Strategic and Symbolic Methods for Real-Time Systems in Maude
Rewriting logic is a powerful and expressive semantic framework for modeling distributed real-time systems. This talk presents our journey toward developing sound and complete symbolic analysis methods for such systems by integrating rewriting modulo SMT and Maude's strategy language. We begin by introducing an encoding of networks of parametric timed automata, where symbolic "tick" rules capture all possible time advances using SMT variables. We then extend these techniques to parametric time Petri nets (PITPNs). However, the encoding of tick rules may result in non-termination of the analysis. Hence, we propose a folding procedure based on quantifier elimination that guarantees termination for NPTAVs and PITPNs whenever the corresponding state class graph is finite. In addition to reachability analysis, parameter synthesis, and model checking, we support analysis under user-defined execution strategies. This yields a timed strategy language that enables the specification of execution scenarios and efficient time-sampling strategies that focus on "interesting" time points.
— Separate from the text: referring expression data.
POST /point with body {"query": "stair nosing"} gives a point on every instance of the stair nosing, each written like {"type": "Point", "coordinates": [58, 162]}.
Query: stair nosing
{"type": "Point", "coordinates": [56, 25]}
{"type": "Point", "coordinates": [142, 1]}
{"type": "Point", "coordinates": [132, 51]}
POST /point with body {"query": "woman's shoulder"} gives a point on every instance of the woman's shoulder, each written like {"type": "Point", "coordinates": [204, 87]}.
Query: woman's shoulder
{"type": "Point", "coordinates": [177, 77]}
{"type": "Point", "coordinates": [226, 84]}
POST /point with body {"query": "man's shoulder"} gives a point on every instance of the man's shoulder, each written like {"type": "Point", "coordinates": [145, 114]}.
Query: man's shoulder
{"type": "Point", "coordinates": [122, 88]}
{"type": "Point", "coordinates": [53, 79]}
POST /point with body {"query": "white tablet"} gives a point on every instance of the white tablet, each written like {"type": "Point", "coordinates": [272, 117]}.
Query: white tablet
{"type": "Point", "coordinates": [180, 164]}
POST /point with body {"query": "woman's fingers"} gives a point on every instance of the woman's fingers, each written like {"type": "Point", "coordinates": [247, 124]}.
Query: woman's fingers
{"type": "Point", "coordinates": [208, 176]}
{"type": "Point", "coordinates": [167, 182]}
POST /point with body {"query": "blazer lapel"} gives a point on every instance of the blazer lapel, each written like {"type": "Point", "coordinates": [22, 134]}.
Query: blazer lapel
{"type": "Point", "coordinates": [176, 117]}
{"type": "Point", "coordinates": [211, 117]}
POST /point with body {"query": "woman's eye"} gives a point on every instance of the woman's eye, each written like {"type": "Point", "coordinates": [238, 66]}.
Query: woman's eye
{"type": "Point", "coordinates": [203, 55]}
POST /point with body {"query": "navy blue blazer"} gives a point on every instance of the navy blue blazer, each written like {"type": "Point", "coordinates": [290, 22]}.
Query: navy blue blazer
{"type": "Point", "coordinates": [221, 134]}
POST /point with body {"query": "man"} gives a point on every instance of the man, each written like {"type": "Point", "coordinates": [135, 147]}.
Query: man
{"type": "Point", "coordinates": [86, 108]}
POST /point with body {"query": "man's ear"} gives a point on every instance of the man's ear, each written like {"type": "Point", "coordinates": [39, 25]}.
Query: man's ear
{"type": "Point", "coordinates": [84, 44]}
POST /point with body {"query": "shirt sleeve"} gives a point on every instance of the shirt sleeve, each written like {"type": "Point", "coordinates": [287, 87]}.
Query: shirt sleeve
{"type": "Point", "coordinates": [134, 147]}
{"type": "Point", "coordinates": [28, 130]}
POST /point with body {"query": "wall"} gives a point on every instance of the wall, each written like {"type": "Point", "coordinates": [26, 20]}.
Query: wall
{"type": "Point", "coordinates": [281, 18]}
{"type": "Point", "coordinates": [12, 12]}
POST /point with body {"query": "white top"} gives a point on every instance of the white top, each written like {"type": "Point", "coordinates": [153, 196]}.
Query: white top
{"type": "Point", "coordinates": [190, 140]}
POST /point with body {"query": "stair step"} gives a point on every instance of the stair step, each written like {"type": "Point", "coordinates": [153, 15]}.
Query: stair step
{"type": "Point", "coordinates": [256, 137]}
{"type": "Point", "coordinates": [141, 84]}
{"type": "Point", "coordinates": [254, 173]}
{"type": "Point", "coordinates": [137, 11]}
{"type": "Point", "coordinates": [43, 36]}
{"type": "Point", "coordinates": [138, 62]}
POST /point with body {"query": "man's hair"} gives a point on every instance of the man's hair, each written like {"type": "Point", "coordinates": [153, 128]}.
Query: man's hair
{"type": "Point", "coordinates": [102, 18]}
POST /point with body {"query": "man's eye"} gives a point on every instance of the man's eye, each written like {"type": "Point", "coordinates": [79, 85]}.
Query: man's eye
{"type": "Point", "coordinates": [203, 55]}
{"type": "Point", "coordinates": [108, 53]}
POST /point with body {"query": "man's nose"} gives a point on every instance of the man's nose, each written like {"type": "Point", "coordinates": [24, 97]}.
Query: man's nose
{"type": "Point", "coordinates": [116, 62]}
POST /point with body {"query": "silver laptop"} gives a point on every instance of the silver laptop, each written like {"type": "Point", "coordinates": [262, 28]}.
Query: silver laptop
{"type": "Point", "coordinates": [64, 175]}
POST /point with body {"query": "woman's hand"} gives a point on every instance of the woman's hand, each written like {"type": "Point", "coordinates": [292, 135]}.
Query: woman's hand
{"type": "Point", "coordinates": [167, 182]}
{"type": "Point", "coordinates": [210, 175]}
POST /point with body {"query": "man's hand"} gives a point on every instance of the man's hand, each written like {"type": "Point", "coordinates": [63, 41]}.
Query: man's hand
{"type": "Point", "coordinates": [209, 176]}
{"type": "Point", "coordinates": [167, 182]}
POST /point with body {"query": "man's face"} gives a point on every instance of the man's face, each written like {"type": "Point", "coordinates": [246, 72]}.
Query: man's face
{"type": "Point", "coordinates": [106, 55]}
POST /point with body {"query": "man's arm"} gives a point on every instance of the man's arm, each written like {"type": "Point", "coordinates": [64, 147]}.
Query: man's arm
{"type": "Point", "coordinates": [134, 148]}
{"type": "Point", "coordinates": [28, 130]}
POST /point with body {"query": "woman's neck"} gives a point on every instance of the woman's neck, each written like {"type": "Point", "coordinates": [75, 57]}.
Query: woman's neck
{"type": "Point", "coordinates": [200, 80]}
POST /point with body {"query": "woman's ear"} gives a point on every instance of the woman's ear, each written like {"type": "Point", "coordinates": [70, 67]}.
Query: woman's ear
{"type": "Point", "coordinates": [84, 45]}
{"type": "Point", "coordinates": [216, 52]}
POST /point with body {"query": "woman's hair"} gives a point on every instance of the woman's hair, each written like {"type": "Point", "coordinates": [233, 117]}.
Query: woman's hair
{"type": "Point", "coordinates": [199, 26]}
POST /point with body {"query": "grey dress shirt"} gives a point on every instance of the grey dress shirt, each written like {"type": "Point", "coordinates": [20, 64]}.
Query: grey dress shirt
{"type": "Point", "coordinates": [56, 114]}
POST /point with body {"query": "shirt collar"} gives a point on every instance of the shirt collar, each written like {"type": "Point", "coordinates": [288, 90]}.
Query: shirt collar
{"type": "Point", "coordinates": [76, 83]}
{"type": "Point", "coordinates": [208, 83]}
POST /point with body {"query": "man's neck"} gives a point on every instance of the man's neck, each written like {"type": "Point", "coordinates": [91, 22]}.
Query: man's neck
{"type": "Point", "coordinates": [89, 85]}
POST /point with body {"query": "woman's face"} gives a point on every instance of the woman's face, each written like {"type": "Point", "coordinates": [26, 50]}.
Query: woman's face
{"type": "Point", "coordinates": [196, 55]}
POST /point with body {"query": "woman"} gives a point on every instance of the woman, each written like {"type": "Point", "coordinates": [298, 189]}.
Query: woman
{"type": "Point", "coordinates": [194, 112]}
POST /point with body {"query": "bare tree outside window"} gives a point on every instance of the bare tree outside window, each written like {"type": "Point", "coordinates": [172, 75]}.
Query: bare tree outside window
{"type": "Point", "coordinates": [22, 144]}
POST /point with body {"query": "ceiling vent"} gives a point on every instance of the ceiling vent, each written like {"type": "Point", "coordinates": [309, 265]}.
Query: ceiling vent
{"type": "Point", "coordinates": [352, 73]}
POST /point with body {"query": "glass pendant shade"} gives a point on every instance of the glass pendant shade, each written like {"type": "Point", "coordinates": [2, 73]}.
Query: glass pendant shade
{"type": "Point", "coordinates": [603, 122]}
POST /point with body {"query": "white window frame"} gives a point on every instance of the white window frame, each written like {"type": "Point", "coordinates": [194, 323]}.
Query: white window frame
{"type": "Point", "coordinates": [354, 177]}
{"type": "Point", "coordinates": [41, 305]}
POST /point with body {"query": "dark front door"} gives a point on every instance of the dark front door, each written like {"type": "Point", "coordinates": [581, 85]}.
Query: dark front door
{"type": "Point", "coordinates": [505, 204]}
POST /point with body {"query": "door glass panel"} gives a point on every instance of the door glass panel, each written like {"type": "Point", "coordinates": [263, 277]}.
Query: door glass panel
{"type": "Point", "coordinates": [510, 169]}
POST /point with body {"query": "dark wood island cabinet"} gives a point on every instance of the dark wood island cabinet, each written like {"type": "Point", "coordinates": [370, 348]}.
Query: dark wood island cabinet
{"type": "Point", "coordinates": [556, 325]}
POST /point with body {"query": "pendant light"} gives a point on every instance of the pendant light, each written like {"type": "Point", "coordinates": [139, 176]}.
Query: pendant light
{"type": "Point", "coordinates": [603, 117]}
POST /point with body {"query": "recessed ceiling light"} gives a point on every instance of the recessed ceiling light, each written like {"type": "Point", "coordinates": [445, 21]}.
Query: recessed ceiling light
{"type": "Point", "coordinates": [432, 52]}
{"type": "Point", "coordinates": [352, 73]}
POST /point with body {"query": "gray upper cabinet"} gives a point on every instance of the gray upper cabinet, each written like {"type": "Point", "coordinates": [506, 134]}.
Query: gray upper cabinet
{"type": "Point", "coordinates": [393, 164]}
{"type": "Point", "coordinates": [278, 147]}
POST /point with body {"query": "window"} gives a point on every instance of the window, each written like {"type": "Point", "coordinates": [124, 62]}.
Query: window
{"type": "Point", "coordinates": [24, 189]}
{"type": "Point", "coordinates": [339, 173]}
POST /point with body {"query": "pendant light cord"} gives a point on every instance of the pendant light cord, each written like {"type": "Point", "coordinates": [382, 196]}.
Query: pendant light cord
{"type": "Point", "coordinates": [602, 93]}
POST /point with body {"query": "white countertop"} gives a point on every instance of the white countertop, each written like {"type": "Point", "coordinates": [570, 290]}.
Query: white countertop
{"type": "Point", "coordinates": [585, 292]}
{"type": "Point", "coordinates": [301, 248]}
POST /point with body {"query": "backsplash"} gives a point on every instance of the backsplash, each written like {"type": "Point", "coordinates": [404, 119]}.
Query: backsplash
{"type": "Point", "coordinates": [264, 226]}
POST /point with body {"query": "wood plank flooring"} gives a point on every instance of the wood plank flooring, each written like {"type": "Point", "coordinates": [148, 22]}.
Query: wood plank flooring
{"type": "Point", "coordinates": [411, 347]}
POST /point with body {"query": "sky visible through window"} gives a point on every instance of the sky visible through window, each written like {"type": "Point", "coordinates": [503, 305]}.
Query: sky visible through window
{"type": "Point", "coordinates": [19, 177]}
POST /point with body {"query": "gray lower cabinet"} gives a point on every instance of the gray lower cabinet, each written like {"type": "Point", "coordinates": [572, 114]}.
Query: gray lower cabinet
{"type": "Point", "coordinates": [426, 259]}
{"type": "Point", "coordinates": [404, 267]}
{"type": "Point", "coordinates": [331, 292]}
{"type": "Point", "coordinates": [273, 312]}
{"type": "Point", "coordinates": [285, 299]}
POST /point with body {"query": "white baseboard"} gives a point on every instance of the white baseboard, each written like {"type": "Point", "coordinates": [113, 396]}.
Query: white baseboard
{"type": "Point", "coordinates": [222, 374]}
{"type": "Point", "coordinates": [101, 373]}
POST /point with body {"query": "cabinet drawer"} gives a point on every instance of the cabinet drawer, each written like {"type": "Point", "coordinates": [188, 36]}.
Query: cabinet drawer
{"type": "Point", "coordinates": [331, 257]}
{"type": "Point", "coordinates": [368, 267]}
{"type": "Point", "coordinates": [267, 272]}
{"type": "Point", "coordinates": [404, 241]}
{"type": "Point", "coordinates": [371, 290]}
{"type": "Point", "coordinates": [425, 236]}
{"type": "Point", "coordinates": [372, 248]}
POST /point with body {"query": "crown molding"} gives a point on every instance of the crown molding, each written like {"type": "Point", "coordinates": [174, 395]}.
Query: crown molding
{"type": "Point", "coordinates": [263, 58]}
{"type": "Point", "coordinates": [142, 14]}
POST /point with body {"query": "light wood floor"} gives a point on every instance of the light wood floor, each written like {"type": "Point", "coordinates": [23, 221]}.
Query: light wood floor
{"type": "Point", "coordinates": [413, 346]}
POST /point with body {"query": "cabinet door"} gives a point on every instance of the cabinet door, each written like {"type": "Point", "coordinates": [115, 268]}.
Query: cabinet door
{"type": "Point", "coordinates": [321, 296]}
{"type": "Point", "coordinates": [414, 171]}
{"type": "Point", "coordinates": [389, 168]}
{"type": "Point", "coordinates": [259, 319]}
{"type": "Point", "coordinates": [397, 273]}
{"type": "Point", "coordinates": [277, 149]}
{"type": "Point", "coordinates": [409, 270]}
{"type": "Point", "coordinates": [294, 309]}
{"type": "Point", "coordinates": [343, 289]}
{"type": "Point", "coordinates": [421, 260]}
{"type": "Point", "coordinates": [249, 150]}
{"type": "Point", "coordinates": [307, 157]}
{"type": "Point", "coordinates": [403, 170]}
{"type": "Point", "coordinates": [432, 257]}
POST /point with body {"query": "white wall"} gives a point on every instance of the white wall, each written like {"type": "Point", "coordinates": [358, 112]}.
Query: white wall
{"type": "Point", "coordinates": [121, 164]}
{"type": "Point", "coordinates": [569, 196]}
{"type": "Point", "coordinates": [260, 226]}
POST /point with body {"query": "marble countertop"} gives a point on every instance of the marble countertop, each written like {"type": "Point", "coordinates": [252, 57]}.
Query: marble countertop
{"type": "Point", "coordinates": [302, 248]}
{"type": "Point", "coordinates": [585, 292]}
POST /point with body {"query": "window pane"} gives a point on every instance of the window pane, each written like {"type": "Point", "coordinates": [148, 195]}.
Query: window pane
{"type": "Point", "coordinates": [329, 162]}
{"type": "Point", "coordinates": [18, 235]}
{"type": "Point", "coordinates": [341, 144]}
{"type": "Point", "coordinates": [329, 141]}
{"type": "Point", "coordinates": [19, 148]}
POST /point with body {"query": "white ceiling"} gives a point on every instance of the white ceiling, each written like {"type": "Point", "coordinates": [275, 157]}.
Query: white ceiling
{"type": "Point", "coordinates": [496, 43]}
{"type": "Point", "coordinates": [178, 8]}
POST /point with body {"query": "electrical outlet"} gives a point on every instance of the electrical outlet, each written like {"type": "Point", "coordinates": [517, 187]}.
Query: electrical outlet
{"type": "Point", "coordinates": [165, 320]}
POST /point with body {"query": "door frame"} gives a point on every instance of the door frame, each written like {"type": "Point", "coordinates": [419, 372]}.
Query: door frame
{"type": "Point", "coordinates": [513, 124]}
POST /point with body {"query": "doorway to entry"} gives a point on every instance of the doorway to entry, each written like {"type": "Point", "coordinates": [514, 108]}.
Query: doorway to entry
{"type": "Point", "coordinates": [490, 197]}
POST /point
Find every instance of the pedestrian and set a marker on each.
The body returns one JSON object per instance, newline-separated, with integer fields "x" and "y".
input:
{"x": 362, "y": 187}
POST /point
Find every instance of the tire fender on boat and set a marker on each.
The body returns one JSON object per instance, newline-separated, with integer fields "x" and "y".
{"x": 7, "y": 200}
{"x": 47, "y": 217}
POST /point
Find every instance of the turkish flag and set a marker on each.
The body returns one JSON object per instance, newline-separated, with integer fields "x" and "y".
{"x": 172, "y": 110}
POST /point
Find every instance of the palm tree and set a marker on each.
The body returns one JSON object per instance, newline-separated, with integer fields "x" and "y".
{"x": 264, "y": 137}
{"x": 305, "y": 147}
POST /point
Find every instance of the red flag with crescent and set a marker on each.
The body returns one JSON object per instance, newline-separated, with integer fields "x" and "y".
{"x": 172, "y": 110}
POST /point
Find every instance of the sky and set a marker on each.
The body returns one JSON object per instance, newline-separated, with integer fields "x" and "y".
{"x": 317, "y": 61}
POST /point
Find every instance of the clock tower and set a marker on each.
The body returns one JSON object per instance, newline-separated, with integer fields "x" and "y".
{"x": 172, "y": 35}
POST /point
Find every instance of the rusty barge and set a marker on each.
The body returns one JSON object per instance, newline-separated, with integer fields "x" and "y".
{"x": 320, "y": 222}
Finally, by combining symbolic techniqui es with strategies, we address the verification of real-time multi-agent systems using Strategic Timed CTL (STCTL). In this setting, we show how Maude's strategy language can capture the continuous semantics of STCTL, resulting in the first verifier that supports full STCTL with practical performance.
Speaker: Carlos Olarte
Joint work with Jaime Arias, Kyungmin Bae, Peter Csaba Ölveczky, Wojciech Penczek, Laure Petrucci, Teofil Sidoruk, and Fredrik Rømming
Automated Quantum Protocol Verification with Concurrent Dynamic Quantum Logic in Maude
While constructing practical quantum computers remains a challenge, applications of quantum communication and cryptography have made remarkable progress. Therefore, it is crucial to formally verify quantum protocols before they can be trusted in safety- and security-critical applications. Dynamic Quantum Logic (DQL), a quantum counterpart of Dynamic Logic, has been proposed to handle quantum effects such as unitary transformations and measurements in order to verify quantum protocols through manual proofs. However, DQL lacks both an automated approach to quantum protocol verification and a parallel operator for modeling concurrency among participants in quantum protocols. This talk presents our recent developments in automated quantum protocol verification with Concurrent Dynamic Quantum Logic (CDQL), an extension of DQL for handling communication and concurrent behaviors among participants in quantum protocols. Additionally, this talk shows how large interleavings arising from concurrency in CDQL can be handled effectively using a supporting tool implemented in Maude.